Somalis in the focus group discussed lack of English in depth as the first major barrier in the U.S. affecting work, raising children, and becoming citizens. ESL poses a particular challenge to Somalis because many have never attended school. The Immigrants Building Community (IBC) participants noted that ESL classes are hard to get to, the teacher does not speak their language, and no babysitting is available. Even when they can take a class, it can take years to become comfortable enough with English, to get a good job. The IBC participants were overwhelmed at the notion that they were expected to learn English and get a job within eight months of arriving in this country. The survey respondents rated lack of English as the number one reason that they have a different job in the U.S. than in Somalia. Somalis in the focus group also described the trouble finding good paying jobs in the area because of their lack of English.



Only a small number of Somali immigrants are naturalized U.S. citizens (14% of the survey respondents). The public benefits recipients reported having various needs related to citizenship: need for information about disability waivers (26%), help with an INS inquiry about their cases (26%), English literacy classes in Somali (31%), help in filling out application forms (31%), legal advice (42%), citizenship classes (53%) and most often—help in waiving the INS fee (90%).


Communication and Outreach in the Somali Community

With such a strong oral tradition, the single most effective form of communication and outreach in the Somali community is by word of mouth. There is no local Somali newspaper or television station in Santa Clara County. Indeed, 71% of the survey respondents stated that they get important information from friends, far more than any other source, including television in English (48%), radio in English (43%) and family (38%). A Somali community organizer notes: “If I have a meeting where I need to present information and only five Somalis come, I am sure that the entire community will get the information.” However, most of the survey respondents reported having a radio, a TV and a telephone. Just 5% of the respondents reported having fax machines, 11% email and internet access, 21% newspaper subscriptions, and 45% VCRs. None of the respondents reported having personal computers.


Somalis In Action: Bravely Learning in a New Land

Somali immigrants in the U.S. find a culture vastly different from their own. In Somalia, they are accustomed to having many family members living together and living close to neighbors. People walk and spend most of their time outside accompanied by friends, family and neighbors. Oral tradition is strong and Somalis love to talk. The differences in the U.S. create a world of intense isolation, especially for women and older people, because their families work out of the house all day each day. It can be frightening to venture out alone and many end up homebound.
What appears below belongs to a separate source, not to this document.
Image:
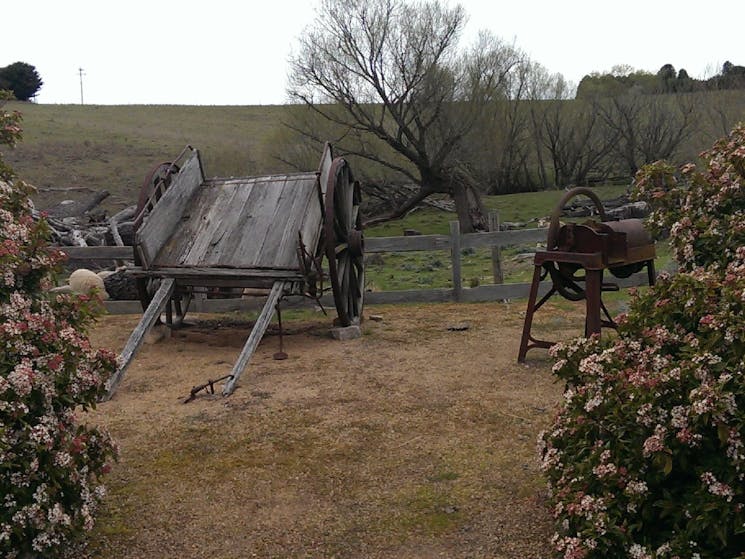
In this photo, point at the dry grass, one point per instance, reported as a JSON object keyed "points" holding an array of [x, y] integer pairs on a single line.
{"points": [[412, 441]]}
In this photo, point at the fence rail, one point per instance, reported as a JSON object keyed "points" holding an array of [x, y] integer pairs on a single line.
{"points": [[453, 243]]}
However, a group of Somali women who range in age from their 20s to their 60s meet each weekday from 9 a.m. to 12 noon to learn English at Economic and Social Opportunities. To do so, they take the bus across town and they all transfer at least once, some with children. When one member of the class learned the bus system, she taught the others how to use it. They study English without having ever learned to read and write Somali. Women gather not only for the education, but also to give support to their classmates, to make sense of this foreign place, and to heal from the scars of the war. These Somali women, like many others, face enormous barriers each day and are taking the first difficult steps to life in the U.S. Other informal groups, such as the focus group participants who described working together to get ESL classes at their apartment complex, are also breaking down barriers to survive and thrive in the U.S.

These are not isolated instances. In fact, over 50% of the Somalis on public assistance are involved with an informal group making change in the community and 40% participate in a neighborhood organization. Impressively, 45% of Somalis on public assistance are registered to vote. As reported by the organizer of the Somali focus group, “The people we talked to seemed well adjusted despite all the problems that they have had in the past and seemed to be trying as hard as they knew how to lead a fruitful life here in Santa Clara County.”